In the meantime the seminaries are empty, the churches are ever less frequented, above all by the young (i.e. most parishioners are old), such that for the first time the Catholic Church stands present before an implacable secularization on this scale against which it is incapable of reacting. Before these immense problems and given his infirmness, Ratzinger has decided to step down.
The history of the papacy has always been one fraught with political controversy. For hundreds and thousands of years the Church-institution suffocated its pastoral mission and promoted wars, inquisitions, corruption, simony. Here one isn’t merely talking about episodes, but a historical continuum the linchpin of which has always been a quest for further temporal power. Remember the Crusades? The Investiture wars? The suppression of so called heretics? The Avignon exile? The alliances with despots, the nepotism, the dynasties founded by popes of the Colonna, Orsini, Caetani, Piccolomini, Farnese, della Rovere, Borgia and Borghese families? With the official end of the Roman Church’s temporal power in 1861, these problems should have gotten better, though it didn’t work out that way. Pius IX at the time invented the dogma of papal infallibility.
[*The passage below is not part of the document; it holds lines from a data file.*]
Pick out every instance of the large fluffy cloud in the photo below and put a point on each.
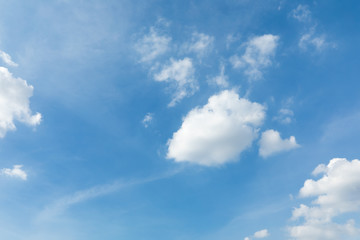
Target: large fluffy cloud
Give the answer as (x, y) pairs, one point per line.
(272, 143)
(14, 102)
(258, 55)
(336, 192)
(180, 75)
(217, 132)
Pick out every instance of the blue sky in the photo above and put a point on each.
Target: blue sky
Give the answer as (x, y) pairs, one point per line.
(206, 120)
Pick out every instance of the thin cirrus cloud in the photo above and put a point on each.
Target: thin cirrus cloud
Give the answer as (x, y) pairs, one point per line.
(15, 172)
(259, 234)
(6, 58)
(152, 45)
(258, 55)
(147, 119)
(218, 132)
(310, 39)
(180, 75)
(220, 80)
(200, 44)
(14, 102)
(284, 116)
(271, 143)
(336, 193)
(301, 13)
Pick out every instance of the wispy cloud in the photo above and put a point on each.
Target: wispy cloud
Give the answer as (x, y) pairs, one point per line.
(258, 54)
(7, 59)
(15, 172)
(63, 203)
(180, 75)
(147, 119)
(152, 45)
(200, 44)
(220, 80)
(272, 143)
(301, 13)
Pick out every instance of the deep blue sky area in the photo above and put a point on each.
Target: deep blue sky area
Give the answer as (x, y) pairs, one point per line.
(184, 120)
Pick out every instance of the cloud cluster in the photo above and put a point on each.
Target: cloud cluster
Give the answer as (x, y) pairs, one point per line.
(258, 55)
(15, 172)
(272, 143)
(14, 102)
(217, 132)
(336, 192)
(179, 73)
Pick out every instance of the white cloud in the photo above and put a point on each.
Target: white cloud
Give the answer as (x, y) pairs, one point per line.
(14, 102)
(272, 143)
(16, 172)
(258, 55)
(147, 119)
(180, 74)
(63, 203)
(336, 192)
(7, 59)
(301, 13)
(200, 44)
(259, 234)
(284, 116)
(152, 45)
(221, 80)
(311, 40)
(217, 132)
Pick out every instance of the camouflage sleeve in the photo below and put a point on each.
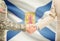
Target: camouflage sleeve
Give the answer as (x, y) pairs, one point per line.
(52, 15)
(5, 23)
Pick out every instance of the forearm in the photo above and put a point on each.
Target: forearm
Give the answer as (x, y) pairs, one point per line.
(8, 25)
(47, 20)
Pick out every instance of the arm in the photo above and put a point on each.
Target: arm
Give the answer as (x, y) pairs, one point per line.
(47, 20)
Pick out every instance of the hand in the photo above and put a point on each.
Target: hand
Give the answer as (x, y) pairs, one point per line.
(30, 28)
(1, 10)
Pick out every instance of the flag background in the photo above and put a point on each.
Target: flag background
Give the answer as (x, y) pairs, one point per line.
(16, 12)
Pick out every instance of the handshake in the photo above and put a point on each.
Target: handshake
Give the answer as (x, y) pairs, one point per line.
(31, 28)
Subsequently Pius XI made an accord with Mussolini, his successor Pius XII got embroiled in the Nazi-Fascist dilemma, the Church during the Cold War tolerated socialist tragedies at the hands of bloody dictators just to look after its own interests and in the name of ideology, and so forth.
These problems hence have moved through time, going back through the centuries and forward to the present with seamless fluidity; which, under the current circumstances of modernity, are proving formidable and potentially lethal for the Roman Church. A Roman Church, furthermore, that has opted to cling to old dogmas and rigid doctrinal concerns, instead of promoting the simple teachings of community wellbeing and peace among nations, divorced of untoward ideology and power.